Forever Princess
Really, nothing she says or does should surprise me anymore. And yet, it does. Continuously.
“Grandmère,” I say. I’m mad. Really. This isn’t just any ex-boyfriend. It’s Michael. “You can’t do this. You can’t use people like this.”
“Amelia, don’t be stupid. You want your father to win the election, don’t you? We need one of those arm contraptions. As I think I told you. If you had done what I asked you and requested one from him, I wouldn’t have had to send him and that horrible sister of his an invitation, and you wouldn’t be placed in the awkward position of having to entertain your former paramour at your birthday soiree tomorrow night in front of your current paramour. Which I admit will be tricky…”
“Former—” I sputter. There’s a pack of pubescent boys skateboarding nearby. I watch as one of them wipes out on a cement mound placed in the park for this purpose. I know exactly how he feels. “Grandmère, Michael was not my paramour. That word suggests that we were lovers, and we were not—”
“Paolo, I told you, not so much hair spray. Are you trying to gas me? Just look at poor Rommel, he’s practically hyperventilating, his lung capacity isn’t the same as a human’s, you know!” Grandmère’s voice is fading in and out. “Now, Mia, about your gown for tomorrow night. Chanel will be delivering it in the morning. Kindly let your mother know someone needs to be at your flat to receive it. This means your mother will have to stay home from her little art studio for once. Do you think she can handle that, or is it too much responsibility? Never mind, I already know the answer to that question—”
My call-waiting is going off. It’s Tina!
“Grandmère. This isn’t over,” I inform her. “But I’m going now—”
“Don’t you dare disconnect me, young lady. We haven’t spoken about what we’re going to do if the Domina Rei make an offer of membership to you tomorrow, as you know they’re likely to. You—”
I know it’s rude, but I’ve had quite enough of Grandmère. Really, thirty seconds of her is enough.
“Bye, Grandmère,” I say. And switch over to Tina. I’ll deal with Grandmère’s wrath later.
“Oh my God,” Tina says, the minute I pick up. “Where are you?”
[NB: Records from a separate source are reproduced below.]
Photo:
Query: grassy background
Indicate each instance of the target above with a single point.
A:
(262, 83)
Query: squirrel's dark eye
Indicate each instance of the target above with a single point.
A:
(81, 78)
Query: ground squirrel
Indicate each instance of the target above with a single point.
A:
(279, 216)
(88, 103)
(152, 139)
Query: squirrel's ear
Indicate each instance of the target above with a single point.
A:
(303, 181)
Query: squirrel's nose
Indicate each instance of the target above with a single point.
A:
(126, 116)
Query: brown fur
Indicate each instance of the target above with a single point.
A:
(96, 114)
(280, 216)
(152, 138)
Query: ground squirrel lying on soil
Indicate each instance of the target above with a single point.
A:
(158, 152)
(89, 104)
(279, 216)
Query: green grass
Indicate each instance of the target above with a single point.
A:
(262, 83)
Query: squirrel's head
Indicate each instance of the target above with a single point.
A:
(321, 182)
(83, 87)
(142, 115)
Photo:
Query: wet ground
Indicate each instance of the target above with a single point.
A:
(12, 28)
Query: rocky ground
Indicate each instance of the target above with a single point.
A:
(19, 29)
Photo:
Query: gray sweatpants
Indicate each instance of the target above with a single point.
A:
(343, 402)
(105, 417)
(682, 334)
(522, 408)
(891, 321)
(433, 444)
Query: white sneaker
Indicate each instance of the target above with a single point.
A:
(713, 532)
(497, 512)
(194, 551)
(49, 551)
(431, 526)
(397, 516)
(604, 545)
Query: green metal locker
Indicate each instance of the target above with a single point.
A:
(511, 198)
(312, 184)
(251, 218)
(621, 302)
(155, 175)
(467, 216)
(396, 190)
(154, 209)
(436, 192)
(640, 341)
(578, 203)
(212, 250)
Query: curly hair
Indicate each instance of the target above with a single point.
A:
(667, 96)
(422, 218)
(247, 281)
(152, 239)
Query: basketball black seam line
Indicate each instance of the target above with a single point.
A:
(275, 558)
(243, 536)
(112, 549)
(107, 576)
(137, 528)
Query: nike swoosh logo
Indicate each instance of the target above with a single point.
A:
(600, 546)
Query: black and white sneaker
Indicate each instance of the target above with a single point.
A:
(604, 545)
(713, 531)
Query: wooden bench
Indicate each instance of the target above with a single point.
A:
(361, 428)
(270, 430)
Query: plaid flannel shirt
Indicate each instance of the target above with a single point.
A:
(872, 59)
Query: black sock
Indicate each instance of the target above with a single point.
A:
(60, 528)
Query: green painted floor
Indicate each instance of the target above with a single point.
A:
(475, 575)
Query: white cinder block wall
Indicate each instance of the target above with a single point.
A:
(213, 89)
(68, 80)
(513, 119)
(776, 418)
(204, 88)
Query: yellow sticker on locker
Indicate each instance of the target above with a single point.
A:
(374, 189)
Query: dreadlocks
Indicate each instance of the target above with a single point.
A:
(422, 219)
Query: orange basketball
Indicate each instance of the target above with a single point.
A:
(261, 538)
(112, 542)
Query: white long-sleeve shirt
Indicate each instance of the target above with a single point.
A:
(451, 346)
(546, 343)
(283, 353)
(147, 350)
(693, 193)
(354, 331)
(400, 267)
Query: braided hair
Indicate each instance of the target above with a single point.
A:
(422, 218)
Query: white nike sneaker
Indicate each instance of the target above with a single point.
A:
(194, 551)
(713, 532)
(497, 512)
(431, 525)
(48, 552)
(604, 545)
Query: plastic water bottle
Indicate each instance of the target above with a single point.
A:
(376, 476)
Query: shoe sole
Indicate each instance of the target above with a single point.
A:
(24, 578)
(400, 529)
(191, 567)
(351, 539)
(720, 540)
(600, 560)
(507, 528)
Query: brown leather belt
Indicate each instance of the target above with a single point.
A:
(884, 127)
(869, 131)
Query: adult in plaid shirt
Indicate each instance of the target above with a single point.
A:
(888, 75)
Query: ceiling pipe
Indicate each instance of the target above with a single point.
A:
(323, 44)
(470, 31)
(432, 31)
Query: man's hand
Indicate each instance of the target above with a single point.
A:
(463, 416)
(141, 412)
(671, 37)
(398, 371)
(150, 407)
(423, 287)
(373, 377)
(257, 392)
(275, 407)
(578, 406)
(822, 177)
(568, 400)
“Washington Square Park,” I say. “Sitting on a bench. I just met Michael and spilled hot chocolate on his pants. We hugged good-bye. I smelled him.”
“You spilled hot chocolate on his pants?” Tina sounds confused. “You smelled him?”
“Yeah.” The skateboarders are all trying to outdo one another with their jumps, but most of them just keep crashing. Lars is watching them with a little smile on his face. I really hope he isn’t thinking about asking one of them to borrow a skateboard to show them how it’s done. “He smelled really, really good.”
There is a long pause as Tina digests this.
“Mia,” she says. “Did Michael smell better to you than J.P.?”
“Yes,” I say, in a small voice. “But he always has. J.P. smells like his dry cleaner.”
“Mia,” Tina says. “I thought you bought him some cologne.”
“I did. It didn’t take.”
“Mia,” Tina says. “I have to talk to you. I think you better come over.”
“I can’t,” I say. “I have to take my grandparents to the Central Park Zoo.”
“Then I’ll meet you,” Tina says, “at the zoo.”
“Tina,” I say. “What’s going on? What’s so important that you can’t tell me what you need to say over the phone?”
“Mia,” Tina says. “You know.”
She is wrong. I have no idea!
And it has to be something pretty bad if she’s afraid TMZ might pick it up, and it would damage my dad in the polls even worse than he is doing now.
“Meet me inside the Edge of the Icepack penguin enclosure at four fifteen,” she says, sounding just like Kim Possible. If Kim Possible ever asked people to meet her inside penguin enclosures.
Still, I’m not surprised. Somehow, the Central Park Zoo penguin enclosure is where I always end up during my hours of darkest need.
“Can you just give me a hint?” I ask. “What does it have to do with? Boris? Michael? J.P.?”
“Your book,” Tina says. And hung up.
My book? What could my book have to do with anything? Unless…
Could it be that bad?
Great. And both J.P. and Michael are reading copies of it right now. RIGHT THIS VERY MINUTE!
I could throw up just thinking about it.
I should just go over to Eighth Street, buy a wig from one of the drag queen stores, and ditch town. I’m practically legal, and there’s nothing left for me here. I’ve been humiliated in every way a person possibly can be. I might as well just grab a bus for Canada.
If only I could figure out a way to get rid of my bodyguard….
Sunday, April 30, 4 p.m., Edge of the Icepack penguin exhibit at the Central Park Zoo
Wow.
Between having my current boyfriend tell me I’m selling myself short writing popular fiction, then spilling hot chocolate all over the jeans of my ex-boyfriend (who is currently reading my book—RIGHT THIS VERY MOMENT), then having my best friend say she has to meet me because there’s a PROBLEM with that book—the same book I spent twenty-one months working on—I really didn’t think my twenty-four hours could get any worse.